10) If the situation is so out of hand and you truly have had it, then talk to the doctor and put it in his/her hands.  If the doctor says this must be done, then it's out of your hands and it MUST be done.  Let the person be mad at the doctor and talk to them.  Know health care professionals deal with this ALL the time.  It really helps if we know that the caregiver wants intervention.  It's even more important that the recommendations be followed up if you seek our help.
11) Learn how to unarm a power struggle before it becomes an issue.  There is much literature on the net and local library.

I'll take my own advice and start slow with my suggestions.  Try these 11 things first, let me know how it goes.  I'll check back often now that I've found this site.

Good luck,
Reirei

I love the thought of "don't feel guilty" - but how do you do that?

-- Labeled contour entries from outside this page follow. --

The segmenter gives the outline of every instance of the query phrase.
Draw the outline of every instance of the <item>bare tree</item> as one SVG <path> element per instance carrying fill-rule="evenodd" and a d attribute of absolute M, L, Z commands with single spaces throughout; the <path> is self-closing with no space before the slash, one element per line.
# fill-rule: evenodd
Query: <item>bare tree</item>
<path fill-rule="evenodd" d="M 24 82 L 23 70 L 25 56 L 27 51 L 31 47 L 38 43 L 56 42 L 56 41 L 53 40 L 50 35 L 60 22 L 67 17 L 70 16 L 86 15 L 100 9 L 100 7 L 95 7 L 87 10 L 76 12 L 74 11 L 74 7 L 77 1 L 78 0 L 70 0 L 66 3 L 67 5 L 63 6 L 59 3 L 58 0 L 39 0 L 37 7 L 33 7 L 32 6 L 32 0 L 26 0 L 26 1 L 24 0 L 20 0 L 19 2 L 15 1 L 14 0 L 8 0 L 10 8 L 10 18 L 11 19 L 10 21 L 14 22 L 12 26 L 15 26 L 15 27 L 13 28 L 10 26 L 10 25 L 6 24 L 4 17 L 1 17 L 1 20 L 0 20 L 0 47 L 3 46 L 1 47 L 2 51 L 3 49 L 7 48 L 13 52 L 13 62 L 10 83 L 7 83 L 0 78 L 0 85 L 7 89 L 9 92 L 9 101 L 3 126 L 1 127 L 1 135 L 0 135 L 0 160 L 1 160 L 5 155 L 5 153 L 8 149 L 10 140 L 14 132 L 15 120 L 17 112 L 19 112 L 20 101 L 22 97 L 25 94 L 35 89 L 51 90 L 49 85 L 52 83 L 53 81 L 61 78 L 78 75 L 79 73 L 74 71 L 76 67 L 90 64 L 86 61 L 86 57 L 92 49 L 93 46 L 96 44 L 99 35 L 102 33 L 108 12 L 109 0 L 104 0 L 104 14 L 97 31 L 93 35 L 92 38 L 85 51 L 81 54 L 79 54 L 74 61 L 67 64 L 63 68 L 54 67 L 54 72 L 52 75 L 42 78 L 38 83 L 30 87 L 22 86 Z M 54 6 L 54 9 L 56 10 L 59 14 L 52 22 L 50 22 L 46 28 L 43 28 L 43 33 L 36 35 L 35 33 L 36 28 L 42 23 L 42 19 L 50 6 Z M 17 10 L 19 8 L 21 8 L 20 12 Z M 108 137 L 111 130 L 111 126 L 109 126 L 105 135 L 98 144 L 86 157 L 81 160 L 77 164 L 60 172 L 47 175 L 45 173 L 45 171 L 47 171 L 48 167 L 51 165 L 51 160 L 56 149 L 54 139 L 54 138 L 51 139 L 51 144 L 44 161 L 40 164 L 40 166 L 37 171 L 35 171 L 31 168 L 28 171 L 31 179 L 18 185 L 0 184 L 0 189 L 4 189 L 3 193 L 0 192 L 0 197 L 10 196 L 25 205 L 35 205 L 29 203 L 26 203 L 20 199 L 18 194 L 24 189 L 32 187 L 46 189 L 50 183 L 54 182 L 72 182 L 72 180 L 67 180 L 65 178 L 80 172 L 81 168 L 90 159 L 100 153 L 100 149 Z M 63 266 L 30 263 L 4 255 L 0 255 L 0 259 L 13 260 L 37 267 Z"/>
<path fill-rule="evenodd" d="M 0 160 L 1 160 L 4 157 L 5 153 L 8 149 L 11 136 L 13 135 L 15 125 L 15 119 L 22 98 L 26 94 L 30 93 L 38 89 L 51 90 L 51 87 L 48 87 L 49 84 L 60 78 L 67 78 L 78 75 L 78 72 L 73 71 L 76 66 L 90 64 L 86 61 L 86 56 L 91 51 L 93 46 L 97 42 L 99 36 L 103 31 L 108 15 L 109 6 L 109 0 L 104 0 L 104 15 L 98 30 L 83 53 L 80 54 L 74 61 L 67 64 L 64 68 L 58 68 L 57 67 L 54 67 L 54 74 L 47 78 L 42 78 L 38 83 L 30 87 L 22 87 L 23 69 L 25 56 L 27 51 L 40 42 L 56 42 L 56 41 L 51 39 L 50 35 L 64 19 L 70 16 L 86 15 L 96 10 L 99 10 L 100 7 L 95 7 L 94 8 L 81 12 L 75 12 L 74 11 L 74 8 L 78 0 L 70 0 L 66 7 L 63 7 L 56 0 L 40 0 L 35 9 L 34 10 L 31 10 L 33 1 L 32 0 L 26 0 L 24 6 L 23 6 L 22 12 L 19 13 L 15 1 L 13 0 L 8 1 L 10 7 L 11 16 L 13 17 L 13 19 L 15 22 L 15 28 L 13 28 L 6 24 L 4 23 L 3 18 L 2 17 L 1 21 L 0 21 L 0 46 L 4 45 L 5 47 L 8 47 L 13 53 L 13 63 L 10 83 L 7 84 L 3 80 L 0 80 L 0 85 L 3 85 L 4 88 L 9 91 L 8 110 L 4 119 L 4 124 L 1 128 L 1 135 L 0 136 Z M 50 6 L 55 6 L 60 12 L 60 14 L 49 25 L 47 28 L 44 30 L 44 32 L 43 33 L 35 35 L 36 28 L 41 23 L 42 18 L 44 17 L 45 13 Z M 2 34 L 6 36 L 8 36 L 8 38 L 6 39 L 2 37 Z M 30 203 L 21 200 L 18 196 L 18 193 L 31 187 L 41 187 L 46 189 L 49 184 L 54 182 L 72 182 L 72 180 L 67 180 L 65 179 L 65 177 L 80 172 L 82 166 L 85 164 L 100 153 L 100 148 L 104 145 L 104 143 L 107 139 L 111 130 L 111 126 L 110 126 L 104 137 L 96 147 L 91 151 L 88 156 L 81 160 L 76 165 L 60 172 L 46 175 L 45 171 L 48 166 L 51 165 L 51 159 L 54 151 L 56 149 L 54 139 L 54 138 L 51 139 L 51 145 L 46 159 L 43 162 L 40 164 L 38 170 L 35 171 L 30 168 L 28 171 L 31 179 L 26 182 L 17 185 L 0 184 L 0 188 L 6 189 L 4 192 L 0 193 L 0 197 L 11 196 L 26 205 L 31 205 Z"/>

I love that thought of '(  dont feel guilty ): But rmember i said try and not go on the guilt trip, as i have been on one since my mom and daugher Passed away, .i wanted to be there for both, but could not,  i do hope things are better for you   luck  jo

I like how honest you seem to be and how much you care about your wife.  Your MIL sounds like my mom kind of, or how she used to be.  She's bipolar and is currently being taken care of by her parents, who are in their 80s and not doing very well.  She has always been depressing to be around, but she kind of went off the deep end a few years ago and started, for lack of a better word, destroying everyone and everything around her.  I have no idea what I'm supposed to do with her when she becomes my responsibility, but I cannot live with her.  Ever.  She drives me crazy, in a literal sort of way.  Nothing wrong with knowing your boundaries, I guess.  My heart goes out to you and your wife.  Please know that nothing lasts forever, no matter how awful.  And no matter how hard a time she is having or how her mother might make her feel about her or about herself and regardless of what happens later, the fact that your wife has made it this long shows how strong and good she is.  I hope she knows that.  I don't really have anything helpful to say, just that I hope you both know how good you are.  Sometimes it helps to know that.